Chapter 3 addresses the first question and reports on the chondrogenic redifferentiation of expanded chondrocytes in macro- or micropellets and under normoxic or hypoxic atmospheres. It is a well-known phenomenon that the articular chondrocytes dedifferentiate during monolayer expansion. Similar to MSC chondrogenesis, pellet culture promotes redifferentiation, however these traditional pellets have 1-2 mm diameter, which causes diffusion gradients and mass transport issues leading to a heterogenic tissue structure. In order to overcome this problem, I tested the chondrocyte redifferentiation in micropellets that were approximately ten times smaller than the traditional pellets. According to chondrogenic assays, gene expression analyses and histological assessments, the redifferentiation of chondrocytes in micropellets was enhanced and yielded homogenous tissue structure. This work also demonstrated that micropellets could be assembled in order to engineer macroscopic cartilaginous tissue constructs.

Chapter 4 addresses the second question and reports on the effects of incorporation of microscopic cartilage pieces in macro- or micropellets of human bone marrow MSC. The fact that larger cartilage defects require a greater number of cells limits the applicability of cell-based therapies. As an alternative to articular chondrocytes, bone marrow-derived MSC can be harnessed because of their proliferation capacity, chondrogenic differentiation potential and ease of harvest. Additionally, use of xenogeneic cartilage pieces can increase the volume of engineered tissue graft in order to fill the larger defects more effectively. By combining two approaches, I tested the incorporation of microscopic bovine cartilage particles, termed as “cartilage dust”, into MSC micropellets. Chondrogenic characteristics, gene expression profile and histological structure assessment indicated that incorporation of cartilage dust into micropellets had significantly increased the size and cartilaginous matrix content, however it did not enhance the chondrogenic differentiation of MSC. It is also demonstrated that micropellets with or without cartilage dust can be assembled in order to engineer macroscopic cartilaginous tissue constructs.

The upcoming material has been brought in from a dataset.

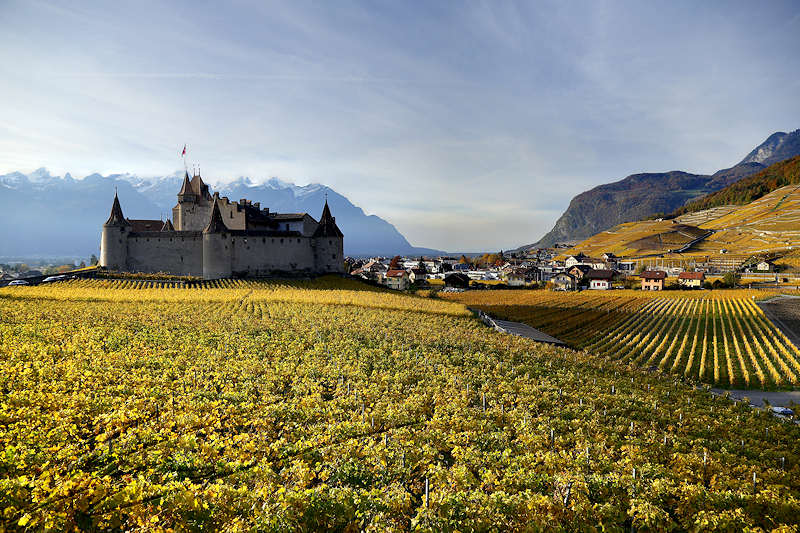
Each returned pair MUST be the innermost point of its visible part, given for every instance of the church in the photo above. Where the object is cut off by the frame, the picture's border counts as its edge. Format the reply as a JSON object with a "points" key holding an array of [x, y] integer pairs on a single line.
{"points": [[212, 237]]}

Chapter 5 addresses the third question and reports on the assembly of osteogenic and chondrogenic micropellets into a biphasic tissue. The main purpose of building an osteochondral graft is to exploit more efficient bone-bone integration that takes place at the foundation of the defect and stabilizes the cartilaginous graft in place. The method of utilizing a scaffold with biphasic characteristics in order to generate an osteochondral graft is frequently trialed. In this study, I first tested the chondrogenic and osteogenic phenotype change in MSC micropellets, and then constructed the first scaffold-free biphasic tissue utilizing micropellets as building blocks.

In conclusion, this Thesis describes the characteristics of micropellets with different cell types (chondrocytes or MSC) and compositions (with or without the cartilage dust) under different conditions (hypoxic, normoxic, chondrogenic, osteogenic). The results presented in this Thesis introduce a novel intermediate component, micropellets, between the single cells and the tissue to be engineered. Utilization of micropellets may improve tissue engineering applications and cell-based therapies, ultimately leading to development of novel approaches in cartilage defect repair.